If those are the reasons, I think I'd probably agree that using toString is better on the balance.

## FAIL_ON_UNKNOWN_PROPERTIES

This is a weird one. It's super common to realize late that this should be false for a project, but true seems like sane behavior to avoid bugs. Also hard to get a general survey on this – sure, many people might complain about it, but many people that are happy now would potentially spend a lot more time debugging if this feature was flipped because they don't realize their properties are being ignored.

I think the added exception is the smaller issue when compared to a "fail silent" scenario that disabling this feature introduces.

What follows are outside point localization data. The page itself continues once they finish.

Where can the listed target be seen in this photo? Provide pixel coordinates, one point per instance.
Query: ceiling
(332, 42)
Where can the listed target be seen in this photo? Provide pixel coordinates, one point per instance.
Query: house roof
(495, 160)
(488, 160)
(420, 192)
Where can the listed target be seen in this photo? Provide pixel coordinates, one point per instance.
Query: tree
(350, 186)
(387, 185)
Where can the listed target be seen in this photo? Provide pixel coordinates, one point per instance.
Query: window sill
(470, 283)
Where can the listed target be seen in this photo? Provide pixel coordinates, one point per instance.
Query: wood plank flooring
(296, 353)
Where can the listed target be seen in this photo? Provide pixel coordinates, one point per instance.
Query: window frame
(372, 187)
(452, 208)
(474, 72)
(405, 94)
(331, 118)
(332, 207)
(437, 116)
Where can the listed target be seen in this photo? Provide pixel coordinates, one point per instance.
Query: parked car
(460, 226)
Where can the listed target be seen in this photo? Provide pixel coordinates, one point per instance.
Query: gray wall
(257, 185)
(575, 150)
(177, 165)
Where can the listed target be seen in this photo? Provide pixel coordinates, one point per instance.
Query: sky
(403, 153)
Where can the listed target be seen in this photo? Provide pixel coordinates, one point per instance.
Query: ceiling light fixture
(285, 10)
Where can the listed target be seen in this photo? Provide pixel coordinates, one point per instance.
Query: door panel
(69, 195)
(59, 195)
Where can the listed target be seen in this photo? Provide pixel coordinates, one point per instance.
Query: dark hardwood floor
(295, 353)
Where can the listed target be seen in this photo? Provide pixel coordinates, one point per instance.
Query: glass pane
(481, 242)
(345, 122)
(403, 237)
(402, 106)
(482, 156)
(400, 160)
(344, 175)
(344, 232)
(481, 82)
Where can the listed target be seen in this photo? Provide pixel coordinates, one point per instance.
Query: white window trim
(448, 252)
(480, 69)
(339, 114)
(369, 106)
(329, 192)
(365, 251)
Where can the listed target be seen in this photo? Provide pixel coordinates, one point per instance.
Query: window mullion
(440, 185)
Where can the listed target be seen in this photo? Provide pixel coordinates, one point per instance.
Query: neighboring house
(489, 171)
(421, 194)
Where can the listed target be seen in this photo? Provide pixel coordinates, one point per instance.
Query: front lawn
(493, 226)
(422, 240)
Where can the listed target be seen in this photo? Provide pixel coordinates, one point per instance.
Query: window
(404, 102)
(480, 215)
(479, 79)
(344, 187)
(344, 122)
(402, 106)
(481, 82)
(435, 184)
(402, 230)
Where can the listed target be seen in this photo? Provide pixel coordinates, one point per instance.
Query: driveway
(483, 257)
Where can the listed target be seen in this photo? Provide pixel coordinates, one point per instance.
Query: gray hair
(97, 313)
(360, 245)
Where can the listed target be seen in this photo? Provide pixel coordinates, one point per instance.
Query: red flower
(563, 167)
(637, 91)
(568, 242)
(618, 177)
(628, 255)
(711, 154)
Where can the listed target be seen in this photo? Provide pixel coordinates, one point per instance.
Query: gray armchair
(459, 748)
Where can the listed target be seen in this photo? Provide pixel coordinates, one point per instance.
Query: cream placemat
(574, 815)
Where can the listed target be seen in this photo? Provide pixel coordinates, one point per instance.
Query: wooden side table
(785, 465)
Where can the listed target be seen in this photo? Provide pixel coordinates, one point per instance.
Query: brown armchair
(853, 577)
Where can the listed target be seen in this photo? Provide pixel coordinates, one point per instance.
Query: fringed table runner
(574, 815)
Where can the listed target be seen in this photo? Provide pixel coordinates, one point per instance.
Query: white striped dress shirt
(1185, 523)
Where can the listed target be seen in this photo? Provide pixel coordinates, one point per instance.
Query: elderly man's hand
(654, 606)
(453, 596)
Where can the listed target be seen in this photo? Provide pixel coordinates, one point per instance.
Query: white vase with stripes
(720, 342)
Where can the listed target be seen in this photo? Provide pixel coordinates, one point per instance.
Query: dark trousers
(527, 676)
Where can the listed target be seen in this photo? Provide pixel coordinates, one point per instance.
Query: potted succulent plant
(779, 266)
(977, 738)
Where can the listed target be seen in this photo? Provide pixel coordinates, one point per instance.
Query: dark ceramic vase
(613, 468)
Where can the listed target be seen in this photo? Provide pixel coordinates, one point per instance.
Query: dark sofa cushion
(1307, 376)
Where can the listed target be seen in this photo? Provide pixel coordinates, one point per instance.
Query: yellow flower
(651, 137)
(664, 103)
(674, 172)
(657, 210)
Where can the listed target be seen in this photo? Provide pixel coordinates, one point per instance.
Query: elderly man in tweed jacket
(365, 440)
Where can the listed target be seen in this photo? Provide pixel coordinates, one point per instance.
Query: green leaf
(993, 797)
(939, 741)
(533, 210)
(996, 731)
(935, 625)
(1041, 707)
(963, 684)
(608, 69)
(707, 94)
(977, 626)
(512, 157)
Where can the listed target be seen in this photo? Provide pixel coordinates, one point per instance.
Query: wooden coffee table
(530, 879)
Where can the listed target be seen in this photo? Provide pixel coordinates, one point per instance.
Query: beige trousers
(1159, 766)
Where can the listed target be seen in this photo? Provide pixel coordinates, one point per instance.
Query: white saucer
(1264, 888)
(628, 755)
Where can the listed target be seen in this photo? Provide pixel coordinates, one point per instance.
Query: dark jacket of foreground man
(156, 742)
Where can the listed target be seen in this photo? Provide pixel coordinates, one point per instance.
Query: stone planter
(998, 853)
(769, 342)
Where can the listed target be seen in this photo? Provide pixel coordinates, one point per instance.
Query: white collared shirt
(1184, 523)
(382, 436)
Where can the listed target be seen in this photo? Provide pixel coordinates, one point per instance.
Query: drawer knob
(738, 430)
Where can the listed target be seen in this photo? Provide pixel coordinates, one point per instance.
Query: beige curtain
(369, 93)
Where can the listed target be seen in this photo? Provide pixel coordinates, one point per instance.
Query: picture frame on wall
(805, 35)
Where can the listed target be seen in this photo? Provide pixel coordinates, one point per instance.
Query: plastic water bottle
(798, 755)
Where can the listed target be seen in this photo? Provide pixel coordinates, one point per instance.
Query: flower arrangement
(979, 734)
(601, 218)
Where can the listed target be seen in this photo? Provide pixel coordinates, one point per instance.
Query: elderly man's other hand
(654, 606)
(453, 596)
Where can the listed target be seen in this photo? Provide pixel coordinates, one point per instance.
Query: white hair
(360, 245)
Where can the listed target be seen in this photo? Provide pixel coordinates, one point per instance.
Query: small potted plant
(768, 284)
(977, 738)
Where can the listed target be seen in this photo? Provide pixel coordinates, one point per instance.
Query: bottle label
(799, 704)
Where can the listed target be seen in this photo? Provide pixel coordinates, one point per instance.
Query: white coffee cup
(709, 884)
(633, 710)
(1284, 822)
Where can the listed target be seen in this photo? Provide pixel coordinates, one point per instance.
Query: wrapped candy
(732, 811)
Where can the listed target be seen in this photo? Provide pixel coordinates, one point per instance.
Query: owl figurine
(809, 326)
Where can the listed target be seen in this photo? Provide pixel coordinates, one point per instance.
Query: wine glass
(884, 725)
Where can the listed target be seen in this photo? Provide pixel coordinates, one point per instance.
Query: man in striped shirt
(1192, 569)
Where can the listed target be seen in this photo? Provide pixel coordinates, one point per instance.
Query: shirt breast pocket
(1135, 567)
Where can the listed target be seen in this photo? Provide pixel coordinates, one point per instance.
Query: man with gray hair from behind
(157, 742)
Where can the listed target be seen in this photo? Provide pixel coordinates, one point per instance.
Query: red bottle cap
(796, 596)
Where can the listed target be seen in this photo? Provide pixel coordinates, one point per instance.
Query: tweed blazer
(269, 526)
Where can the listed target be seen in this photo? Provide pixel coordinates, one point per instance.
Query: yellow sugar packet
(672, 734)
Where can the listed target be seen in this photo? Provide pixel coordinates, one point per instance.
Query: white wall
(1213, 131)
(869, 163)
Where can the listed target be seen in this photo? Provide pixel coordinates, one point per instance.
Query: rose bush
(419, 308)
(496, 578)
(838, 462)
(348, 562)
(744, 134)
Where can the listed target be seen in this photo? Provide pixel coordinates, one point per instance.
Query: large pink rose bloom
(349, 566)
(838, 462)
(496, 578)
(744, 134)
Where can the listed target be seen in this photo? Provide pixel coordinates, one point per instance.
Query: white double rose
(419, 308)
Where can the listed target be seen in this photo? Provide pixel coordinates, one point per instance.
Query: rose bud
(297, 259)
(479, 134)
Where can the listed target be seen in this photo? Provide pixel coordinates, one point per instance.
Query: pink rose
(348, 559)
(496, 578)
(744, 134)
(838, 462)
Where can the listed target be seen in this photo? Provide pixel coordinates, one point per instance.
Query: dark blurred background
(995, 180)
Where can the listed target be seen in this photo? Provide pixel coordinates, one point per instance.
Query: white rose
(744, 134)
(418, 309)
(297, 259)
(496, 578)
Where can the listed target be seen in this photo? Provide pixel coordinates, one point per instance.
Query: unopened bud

## Changes to Date/Time defaults

See JSTEP 5.

# JSTEP 3

## LENIENT_SCALAR_CONVERSION

Sounds like a big can of worms. Type coercion is a pita. Also remember that the type coercion in js, which would probably drive the coercion for jackson json parsing, is inconsistent at times.

## TRIM_DECIMAL_TRAILING_ZEROES

true sounds like a sane default. imo values that are printed as scalars in json are best off being in their "canonical" representation to get through different json parsers untouched.

## Traversal

I'd follow java collection conventions: forEach method for ObjectNode and stream method for ArrayNode. Maybe a fieldStream for ObjectNode too, or even better, a proper entrySet that matches Map.entrySet behavior.

btw, you call them JsonObject and JsonArray here, are you thinking about renaming them?

## Transformation

Maybe make a collector to use with streams? I think adding full blown transformation methods to the container nodes is a step too far – you could easily imagine tens of methods for various transformations that few people would ever use because transforming json nodes directly is not very common.

# JSTEP 5

Yes pleeeaasseee.

## Format strings

My proposal: Use java.time for initial deserialization everywhere, then convert to other types as necessary. This would allow using only java.time format strings.

Problems:

- compatibility with jackson 2 since you want to keep the same annotations – how compatible are simpledateformat format strings with java.time format strings? - correct conversion. For Date this is easy, always parse as Instant and convert to Date. But what about Calendar, where there's a weird mix of time types?

## Default serialization format

IMO stick to java.time toString formats, meaning usually ISO 8601 strings. There's really no need to make the unix time format the default anymore – ISO 8601 is more readable and the few bytes in savings really don't matter when printing json

---

A common issue I have with evaluating these changes is that I have only a narrow view of how people actually use jackson. I don't know how much better that is for you Tatu, but maybe it would be worth it asking an org like Pivotal that does lots of consulting involving jackson (as part of spring) for feedback on how these changes would affect common use cases?